Saturday, July 9, 2016

AWS Auto Scaling Lifecycle Hook with Lambda and CloudFormation



There are a lot of advantages to place instances in AWS Auto Scaling Groups, scaling is the obvious one. Even for a single instance appliance, Auto Scaling provides resiliency, health monitoring and auto recovery. In many cases, ASG High Availability model is superior to running active/standby appliances in terms of seamless automation and cost effectiveness.

However, Auto Scaling has limitations, not all instance actions and properties can be defined with an ASG. For example, instance launched in an ASG can have only one interface. Auto Scaling currently does not support attaching multiple interfaces. AWS Lambda, on the other hand, is great for defining custom actions executed efficiently and on demand. Putting the two together, AWS Auto Scaling lifecycle hook allows Lambda defined custom actions to be inserted during ASG instance launch or termination, which is powerful and flexible.

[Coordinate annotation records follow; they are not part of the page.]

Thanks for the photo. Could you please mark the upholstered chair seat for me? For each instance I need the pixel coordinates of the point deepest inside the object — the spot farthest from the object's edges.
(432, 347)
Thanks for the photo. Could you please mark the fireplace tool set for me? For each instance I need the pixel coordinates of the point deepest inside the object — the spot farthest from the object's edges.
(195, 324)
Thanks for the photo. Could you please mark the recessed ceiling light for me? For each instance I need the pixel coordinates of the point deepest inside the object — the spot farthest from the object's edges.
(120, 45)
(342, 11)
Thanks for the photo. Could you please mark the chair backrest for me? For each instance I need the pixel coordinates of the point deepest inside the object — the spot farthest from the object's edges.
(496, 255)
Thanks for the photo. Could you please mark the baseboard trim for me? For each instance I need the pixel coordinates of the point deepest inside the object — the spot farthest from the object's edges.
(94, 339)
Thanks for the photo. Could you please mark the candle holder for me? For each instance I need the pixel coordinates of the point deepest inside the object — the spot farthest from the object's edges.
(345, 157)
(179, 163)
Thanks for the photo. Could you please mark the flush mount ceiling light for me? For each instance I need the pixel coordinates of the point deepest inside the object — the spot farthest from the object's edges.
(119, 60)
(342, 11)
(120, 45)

Reference links below for more details about Auto Scaling lifecycle hooks, as well as an excellent example and implementation steps using AWS console written by Vyom Nagrani  

To automate ASG and lifecycle hook actions, Cloudformation is used to define ASG and lifecycle hook. In the following example, a lifecycle hook is defined to send notification via SNS when instance launches. A Lambda function will be triggered via subscription to the SNS topic.
"GatewayAutoscalingGroupHook" : {
                "Type" : "AWS::AutoScaling::LifecycleHook",
                "Properties" : {
                                "AutoScalingGroupName" : { "Ref": "GatewayAutoscalingGroup" },
                                "HeartbeatTimeout" : 300,
                                "LifecycleTransition" : "autoscaling:EC2_INSTANCE_LAUNCHING",
                                "NotificationMetadata" : { "Fn::Join" : ["", [
                                                "{",
                                                "\"ENI1\"",
                                                ":",
                                                "\"",
                                                { "Ref" : "GatewayInstanceENI1" },
                                                "\"",
                                                ",",
                                                "\"ENI2\"",
                                                ":",
                                                "\"",
                                                { "Ref" : "GatewayInstanceENI2" },
                                                "\"",
                                                "}"
                                ]]},
                                "NotificationTargetARN" : "arn:aws:sns:us-east-1:697686697680:gateway-asg-lifecycle-hook",
                                "RoleARN" : "arn:aws:iam::697686697680:role/gateway-sns-hook-role"
                }
},

There is an odd behavior with Cloudformation when it is used to define ASG lifecycle hook. According to AWS, Lifecycle hook is defined AFTER the first instance in ASG is created. As a result, the first instance launches without the expected lifecycle hook action. Only when the first instance is deleted, the next instance kicks off lifecycle action, and triggers Lambda function as expected. AWS suggests several workarounds, including launching ASG with 0 instance and increasing to 1 later, or use custom resources.

Use Lambda monitoring features to see if/when the function is triggered by Lifecycle hooks. It is helpful to log the receiving message. AWS sends out a TEST notification when lifecycle hook is initially created. The TEST notification won’t have the complete notification content but it still will trigger Lambda. Since it currently can’t be turned off, Lambda function need to have some error handling for it.